Policymakers should strengthen regulatory frameworks to ensure that independent researchers can access both internal and publicly available platform data to evaluate systemic risks without industry interference. Of course, access to platform data can pose privacy risks, as users may be re-identified through simple search queries. Any data access mechanism must therefore be accompanied by robust safeguards to protect user privacy (Krause et al. 2025).

Europe’s DSA is a first step in this direction. Article 40 of the DSA requires very large online platforms to provide vetted researchers with access to internal data, including public communication data (such as posts and comments), user account metadata, and data governance information, such as algorithmic selection and testing mechanisms (Klinger and Ohme 2023). This access is intended to enable independent assessments of systemic risks—such as the spread of harmful misinformation or the impact of platform features. To ensure user privacy and data security, the DSA mandates strict vetting procedures and requires that all data access comply with applicable data protection laws (Klinger and Ohme 2023).

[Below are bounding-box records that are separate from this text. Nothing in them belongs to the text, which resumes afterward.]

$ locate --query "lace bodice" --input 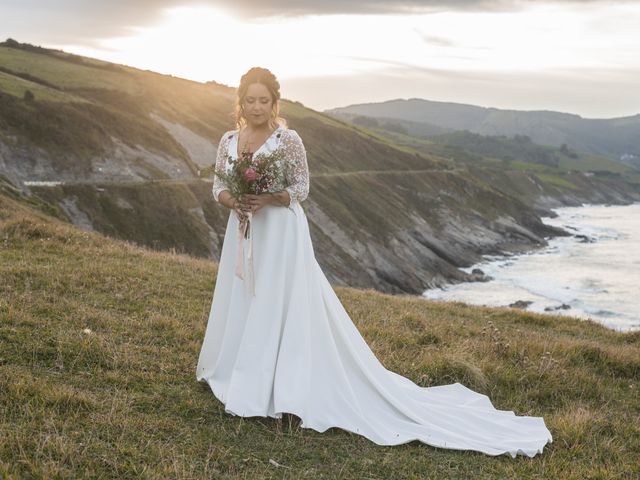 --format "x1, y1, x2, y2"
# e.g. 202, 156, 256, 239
212, 127, 309, 203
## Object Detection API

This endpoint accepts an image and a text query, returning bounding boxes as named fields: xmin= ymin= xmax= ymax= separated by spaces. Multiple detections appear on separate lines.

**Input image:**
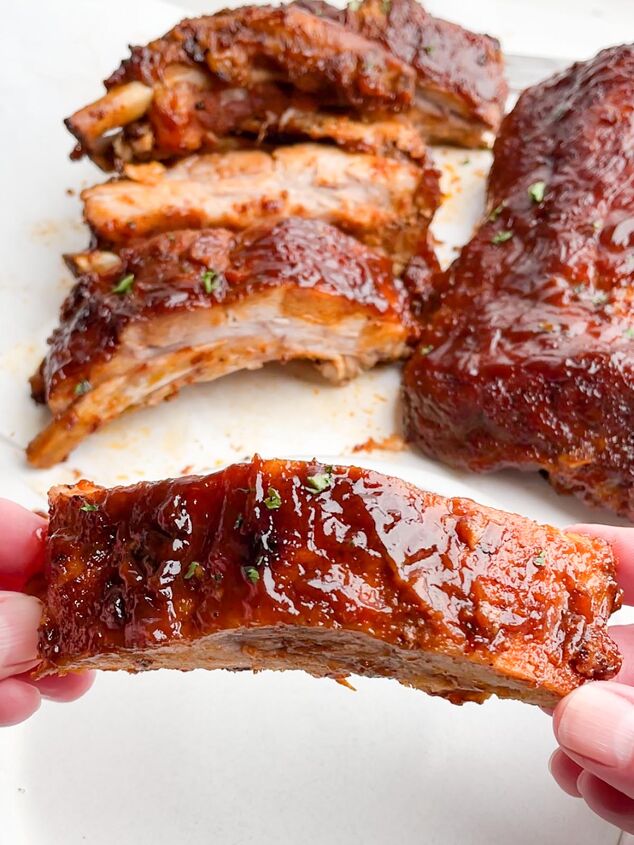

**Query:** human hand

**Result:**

To support implementation, National Digital Services Coordinators monitor compliance and report to the European Commission. In addition, the DSA 40 Data Access Collaboratory initiative documents and evaluates the implementation of Article 40, focusing on how researchers and non-profit organizations can gain access to platform data (https://dsa40collaboratory.eu/). Unfortunately, early findings indicate that many platforms interpret eligibility and risk criteria too narrowly, reject or delay applications without clear justification, and fail to provide adequate documentation (Jaursch et al. 2024; Klinger et al. 2024). These findings clearly show how much of a challenge data access is even with first laws in place and raise the question of how the European Commission will respond.

While the DSA is limited to the EU, social media interactions span across the globe, which means similar regulation would be needed elsewhere as well. If implemented effectively, the DSA could serve as a model for other regions seeking to reconcile data access with user privacy and platform accountability.

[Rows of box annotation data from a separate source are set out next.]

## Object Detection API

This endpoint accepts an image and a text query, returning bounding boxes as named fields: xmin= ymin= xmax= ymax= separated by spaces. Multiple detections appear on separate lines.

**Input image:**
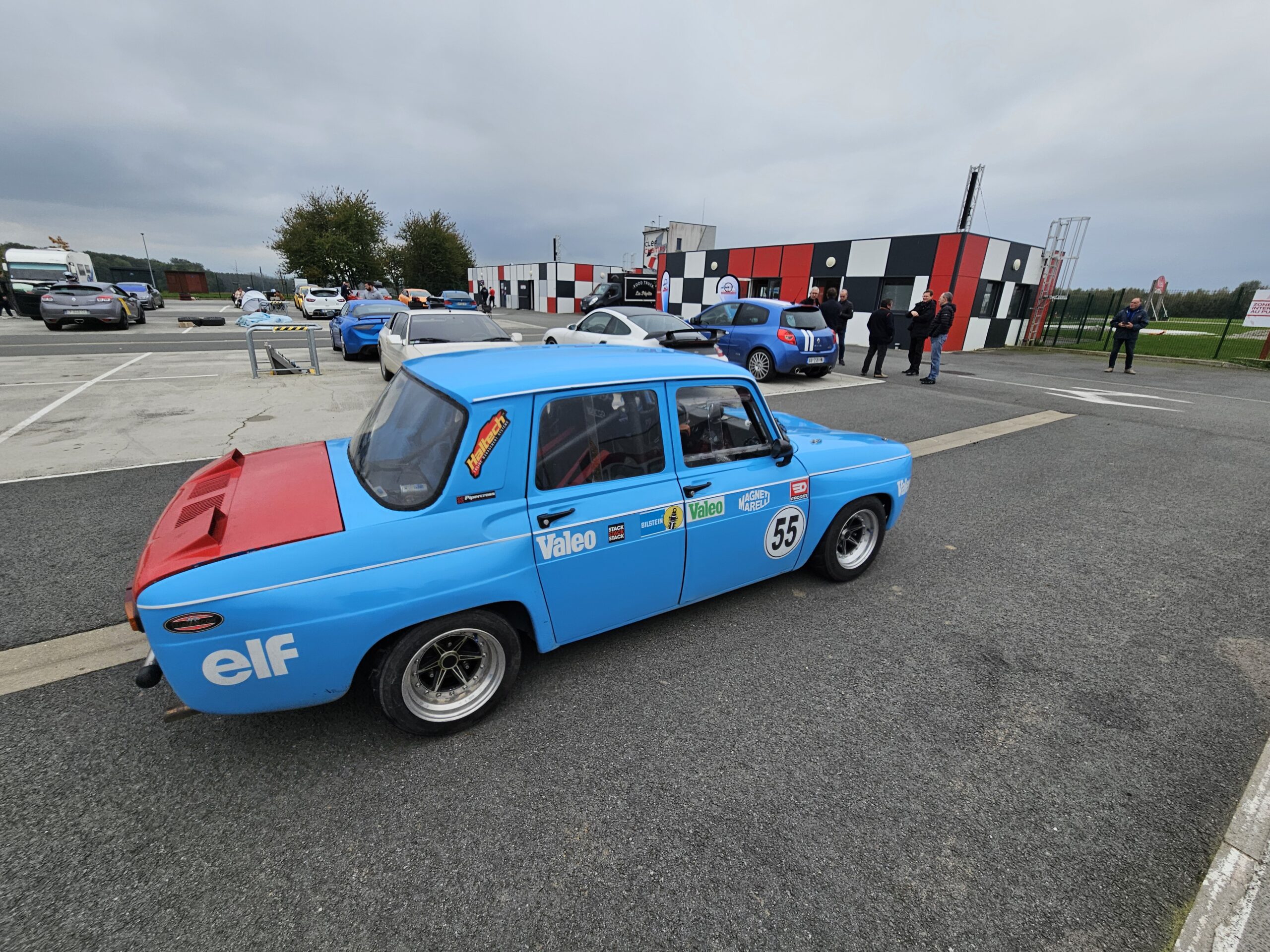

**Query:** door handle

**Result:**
xmin=538 ymin=509 xmax=574 ymax=530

Additionally, it is important to limit the opportunities for potential platform influence, which can be achieved by establishing clear ethical guidelines and by limiting the points of contact between funding agents and independent researchers. Policymakers should prioritize independent research funding, particularly in areas prone to conflicts of interest. One approach is to provide more resources for independent research, for example, through national science funds. Another is to establish independent agencies that collect and distribute industry or platform funds and manage calls for proposals and decisions on which project will be funded. Those agencies could then help ensure that research objectives, data access, and outcomes remain unbiased.

Regulatory measures alone will not be sufficient. The social science community must also exercise greater oversight of industry activities, following the example set by other disciplines. Researchers need to critically examine how existing industry collaborations may have influenced research outcomes, particularly in areas where platforms may have a stake (e.g., impact of platforms on political polarization, misinformation, or users’ health). To address these concerns, more “research on research” is needed, such as systematic reviews and meta-analyses that compare the topics and results of studies with and without industry engagement (Bero 2018, 2022).

Together, more effective regulations and a critical community of social science researchers committed to examining potential industry bias will lay a strong foundation for reducing these risks and ensuring the validity of social science research in an increasingly technology-dominated era.